Not really. Early IPv6 documentation kind of assumed that the vast address space would lead towards hierarchical addressing and that a multi-homed user would use addresses assigned by all of their ISPs, but at least in my experience, that doesn't really pan out --- if you have router advertisements from two different ISP prefixes, automatic configuration on common OSes (windows, linux, freebsd) will lead towards often sending traffic with ISP A through the router from ISP B, which doesn't really work well, especially if either or both ISPs run prefix filters. There's probably ways to make that style of multihoming work, but it's not fun.
Turns out, most multiphomed IPv6 users need provider indepdent addresses, just like with IPv4. And then you need to make sure your all your ISPs allow you to use all your prefixes. On the plus side, it's much more likely to get an IPv6 allocation that's contiguous and that you won't outgrow; so probably you only need one v6 prefix, and you may not need to change it as often as with v4.
The advantage of IPv6 is that can multiple addresses. This means that good way to organize network is to have machines use local provider addresses to access the Internet.
Then have ULA addresses for internal network.
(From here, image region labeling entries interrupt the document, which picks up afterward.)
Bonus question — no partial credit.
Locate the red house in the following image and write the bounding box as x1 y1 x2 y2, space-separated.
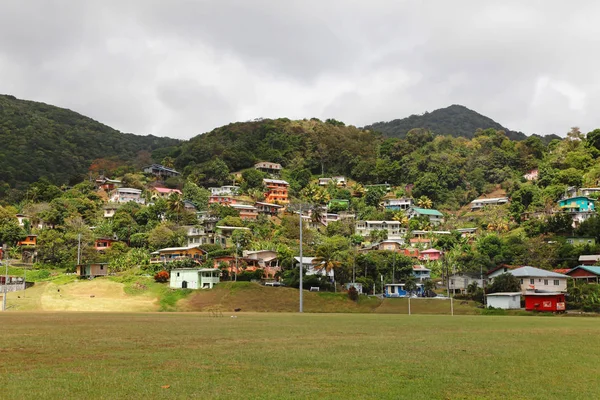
525 293 566 312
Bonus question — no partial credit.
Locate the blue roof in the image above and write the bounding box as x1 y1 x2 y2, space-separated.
569 265 600 275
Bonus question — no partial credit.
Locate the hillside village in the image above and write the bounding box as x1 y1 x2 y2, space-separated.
0 104 600 310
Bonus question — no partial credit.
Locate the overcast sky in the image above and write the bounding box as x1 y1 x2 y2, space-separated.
0 0 600 139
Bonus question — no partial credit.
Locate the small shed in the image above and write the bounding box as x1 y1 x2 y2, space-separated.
77 263 108 278
525 293 567 312
487 292 521 310
169 268 221 289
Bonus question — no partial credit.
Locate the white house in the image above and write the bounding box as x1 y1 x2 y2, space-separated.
509 267 570 293
294 257 335 280
209 185 240 196
487 292 521 310
448 273 484 293
109 188 146 204
383 197 414 211
169 268 221 289
471 197 508 211
355 221 406 239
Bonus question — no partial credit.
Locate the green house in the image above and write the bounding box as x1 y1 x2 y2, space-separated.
567 237 596 246
327 199 350 210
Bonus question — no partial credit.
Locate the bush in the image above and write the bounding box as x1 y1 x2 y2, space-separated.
154 271 169 283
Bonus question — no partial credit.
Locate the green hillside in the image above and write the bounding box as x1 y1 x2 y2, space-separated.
365 104 527 140
0 95 179 189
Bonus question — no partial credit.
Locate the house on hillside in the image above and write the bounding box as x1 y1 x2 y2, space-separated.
143 164 181 179
579 254 600 265
17 235 37 247
327 199 350 211
448 272 485 294
96 176 122 192
377 239 404 253
169 268 221 289
419 249 442 261
486 292 521 310
509 266 570 293
230 204 258 220
186 223 227 247
254 161 283 174
558 196 596 228
263 179 290 203
254 201 284 217
102 203 119 218
109 188 146 204
294 257 335 280
413 265 431 282
355 221 406 239
565 265 600 283
407 206 444 225
523 169 540 181
94 238 118 251
319 176 346 187
383 197 414 211
208 185 242 196
150 187 183 199
471 197 508 211
566 236 596 246
76 263 108 278
150 246 206 264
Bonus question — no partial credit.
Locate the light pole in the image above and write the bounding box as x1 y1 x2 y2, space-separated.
298 204 304 312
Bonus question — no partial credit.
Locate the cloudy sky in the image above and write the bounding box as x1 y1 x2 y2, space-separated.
0 0 600 138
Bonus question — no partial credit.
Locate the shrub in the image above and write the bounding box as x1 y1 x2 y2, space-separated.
154 271 169 283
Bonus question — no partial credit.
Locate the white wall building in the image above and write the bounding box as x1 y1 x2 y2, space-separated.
169 268 221 289
109 188 146 204
355 221 406 239
487 292 521 310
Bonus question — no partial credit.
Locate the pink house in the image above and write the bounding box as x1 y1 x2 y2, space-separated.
419 249 442 261
152 188 183 198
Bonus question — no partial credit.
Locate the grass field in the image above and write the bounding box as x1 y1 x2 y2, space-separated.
0 312 600 400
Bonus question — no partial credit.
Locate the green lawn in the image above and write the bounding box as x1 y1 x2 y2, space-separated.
0 312 600 400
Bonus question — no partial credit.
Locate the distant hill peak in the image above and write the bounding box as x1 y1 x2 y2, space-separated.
365 104 527 140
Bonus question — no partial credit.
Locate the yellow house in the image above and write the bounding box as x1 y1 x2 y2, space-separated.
150 246 206 264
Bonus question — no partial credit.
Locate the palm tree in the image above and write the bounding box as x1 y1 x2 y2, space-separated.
352 183 367 197
417 196 433 208
392 210 408 226
167 193 185 223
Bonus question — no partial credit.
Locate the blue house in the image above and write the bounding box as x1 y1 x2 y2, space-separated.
558 196 596 212
383 283 425 297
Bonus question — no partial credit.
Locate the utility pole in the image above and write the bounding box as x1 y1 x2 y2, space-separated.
2 244 9 311
77 233 81 265
299 204 304 312
235 242 240 282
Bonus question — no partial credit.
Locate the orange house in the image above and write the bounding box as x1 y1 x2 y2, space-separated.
17 235 37 246
94 238 118 251
263 179 290 203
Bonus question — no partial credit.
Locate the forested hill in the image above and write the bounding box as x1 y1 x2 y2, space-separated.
365 104 527 140
0 95 180 187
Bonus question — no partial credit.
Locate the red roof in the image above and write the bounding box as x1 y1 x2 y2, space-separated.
421 249 441 254
154 188 182 194
552 268 571 274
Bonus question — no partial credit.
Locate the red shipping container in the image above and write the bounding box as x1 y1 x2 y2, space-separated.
525 293 566 312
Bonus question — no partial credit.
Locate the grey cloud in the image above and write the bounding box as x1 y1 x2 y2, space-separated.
0 0 600 138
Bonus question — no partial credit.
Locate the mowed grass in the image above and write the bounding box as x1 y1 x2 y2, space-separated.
0 313 600 400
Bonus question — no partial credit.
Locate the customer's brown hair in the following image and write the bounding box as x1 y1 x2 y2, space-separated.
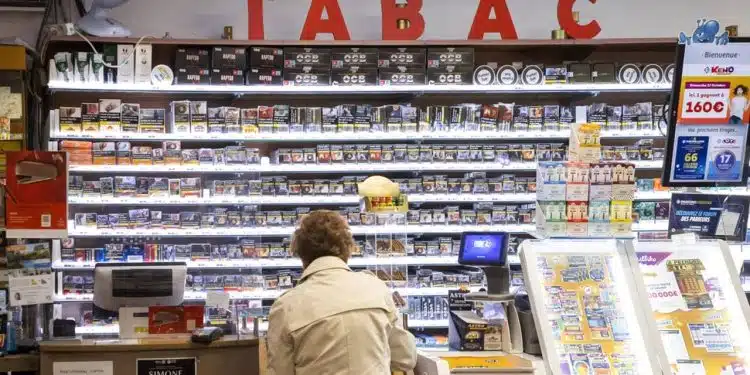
291 210 355 265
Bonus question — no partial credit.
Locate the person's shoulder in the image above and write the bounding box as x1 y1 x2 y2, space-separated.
270 288 298 313
352 271 388 291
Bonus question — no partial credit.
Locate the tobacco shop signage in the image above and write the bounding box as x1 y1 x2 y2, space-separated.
112 0 750 41
136 357 198 375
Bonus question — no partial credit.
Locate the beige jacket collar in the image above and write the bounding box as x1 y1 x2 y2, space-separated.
300 256 351 282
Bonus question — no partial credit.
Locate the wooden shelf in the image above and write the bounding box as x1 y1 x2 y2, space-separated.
0 354 39 373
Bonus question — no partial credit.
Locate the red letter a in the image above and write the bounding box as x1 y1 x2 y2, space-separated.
299 0 350 40
557 0 602 39
469 0 518 39
380 0 424 40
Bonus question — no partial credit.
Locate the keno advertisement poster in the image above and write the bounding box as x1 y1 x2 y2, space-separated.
664 43 750 186
635 241 750 375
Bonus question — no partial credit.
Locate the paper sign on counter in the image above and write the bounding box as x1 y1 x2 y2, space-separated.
206 291 229 310
52 361 113 375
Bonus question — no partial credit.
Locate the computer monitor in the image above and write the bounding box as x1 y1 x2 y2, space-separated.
94 262 187 312
458 232 508 267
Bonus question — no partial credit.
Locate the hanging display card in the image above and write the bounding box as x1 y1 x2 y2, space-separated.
521 239 660 375
635 241 750 375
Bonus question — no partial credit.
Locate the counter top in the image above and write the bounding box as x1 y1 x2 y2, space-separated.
39 335 258 353
0 354 39 373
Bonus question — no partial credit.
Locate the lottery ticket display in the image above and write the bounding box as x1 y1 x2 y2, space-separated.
635 241 750 375
521 239 669 375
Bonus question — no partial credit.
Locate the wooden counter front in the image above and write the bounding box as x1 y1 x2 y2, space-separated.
40 336 260 375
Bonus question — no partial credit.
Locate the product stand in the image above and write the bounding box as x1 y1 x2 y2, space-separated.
521 239 750 374
624 238 750 375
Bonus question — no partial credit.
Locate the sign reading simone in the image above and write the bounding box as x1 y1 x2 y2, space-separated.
136 357 198 375
111 0 750 41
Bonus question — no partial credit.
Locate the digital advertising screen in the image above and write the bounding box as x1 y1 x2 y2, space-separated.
458 232 508 266
662 40 750 187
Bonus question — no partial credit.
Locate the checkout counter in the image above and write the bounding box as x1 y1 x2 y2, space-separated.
11 233 545 375
32 263 265 375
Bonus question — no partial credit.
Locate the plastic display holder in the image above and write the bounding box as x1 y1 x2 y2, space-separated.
520 239 670 375
464 265 515 302
626 238 750 375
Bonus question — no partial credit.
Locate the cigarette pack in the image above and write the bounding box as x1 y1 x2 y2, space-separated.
59 107 81 132
99 99 122 133
250 47 284 68
117 44 136 83
135 44 153 84
175 47 210 69
138 108 165 133
208 107 226 133
92 142 117 165
190 101 208 133
211 47 247 70
246 67 284 85
81 103 99 133
174 66 211 85
211 68 245 85
121 103 141 133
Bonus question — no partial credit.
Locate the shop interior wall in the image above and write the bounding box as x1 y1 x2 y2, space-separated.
0 0 750 45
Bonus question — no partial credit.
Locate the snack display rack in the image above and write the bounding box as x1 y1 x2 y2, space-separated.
47 37 674 340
Those will be routed with tunnels and VPNs. That separates accessing the internet from internal network, and means that don't need to have routable address space.
The only people who would need own address space have data centers and routers.
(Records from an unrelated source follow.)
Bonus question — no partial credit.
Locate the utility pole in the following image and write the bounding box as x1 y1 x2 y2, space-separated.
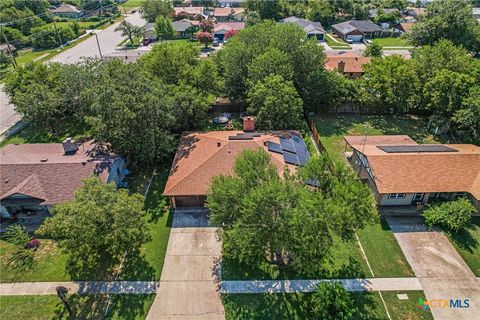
92 32 103 59
53 20 63 47
1 25 18 68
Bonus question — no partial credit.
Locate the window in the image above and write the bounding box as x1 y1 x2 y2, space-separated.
388 193 405 199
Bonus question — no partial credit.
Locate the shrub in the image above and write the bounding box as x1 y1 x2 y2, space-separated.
311 282 357 320
423 198 476 232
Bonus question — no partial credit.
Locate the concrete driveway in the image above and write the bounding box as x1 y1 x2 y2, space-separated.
147 211 225 320
387 217 480 320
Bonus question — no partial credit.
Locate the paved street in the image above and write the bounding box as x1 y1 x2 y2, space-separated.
0 84 21 134
387 217 480 320
51 12 145 64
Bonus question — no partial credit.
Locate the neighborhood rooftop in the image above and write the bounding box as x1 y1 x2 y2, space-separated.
344 136 480 200
0 141 119 206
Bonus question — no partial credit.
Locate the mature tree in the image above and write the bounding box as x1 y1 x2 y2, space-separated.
310 282 357 320
207 149 375 276
5 63 66 132
223 29 238 40
140 42 198 84
198 19 214 33
140 0 173 22
38 177 150 279
360 56 418 113
306 0 335 26
244 0 282 20
247 75 303 130
197 31 213 48
363 42 383 58
88 60 176 165
115 20 145 44
247 48 293 87
155 16 176 40
409 0 480 52
422 198 477 232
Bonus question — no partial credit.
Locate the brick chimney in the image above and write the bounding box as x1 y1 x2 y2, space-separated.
243 116 255 132
337 60 345 73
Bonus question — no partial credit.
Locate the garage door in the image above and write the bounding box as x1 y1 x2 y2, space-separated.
347 35 363 42
175 196 205 208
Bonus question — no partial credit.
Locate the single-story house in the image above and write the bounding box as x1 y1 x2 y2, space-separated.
472 8 480 20
50 3 83 18
332 20 382 42
173 7 205 20
0 139 126 218
213 7 245 22
213 22 245 41
172 19 198 38
392 22 415 33
325 52 372 78
281 16 327 41
344 135 480 206
163 117 309 208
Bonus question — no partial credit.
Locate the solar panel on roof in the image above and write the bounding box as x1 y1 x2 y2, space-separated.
377 144 458 153
283 152 300 166
280 138 296 153
267 141 283 154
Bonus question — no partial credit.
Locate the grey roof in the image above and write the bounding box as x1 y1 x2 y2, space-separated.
332 20 382 34
281 16 327 34
172 19 192 32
Yeah, there are ways to make it work, for example by specifying source addresses or nets on the the routes. In openwrt it's a checkbox to tick on the upstream interfaces.
So, I can assure you this is quite common. As a personal note, I know I’m a bit of an exception for operating multiple IP addresses, but I need the flexibility to send packets with any of my source addresses through any of my ISPs. That’s critical for me, and if an ISP filters based on source, it’s a deal-breaker—I’ll switch to a different ISP.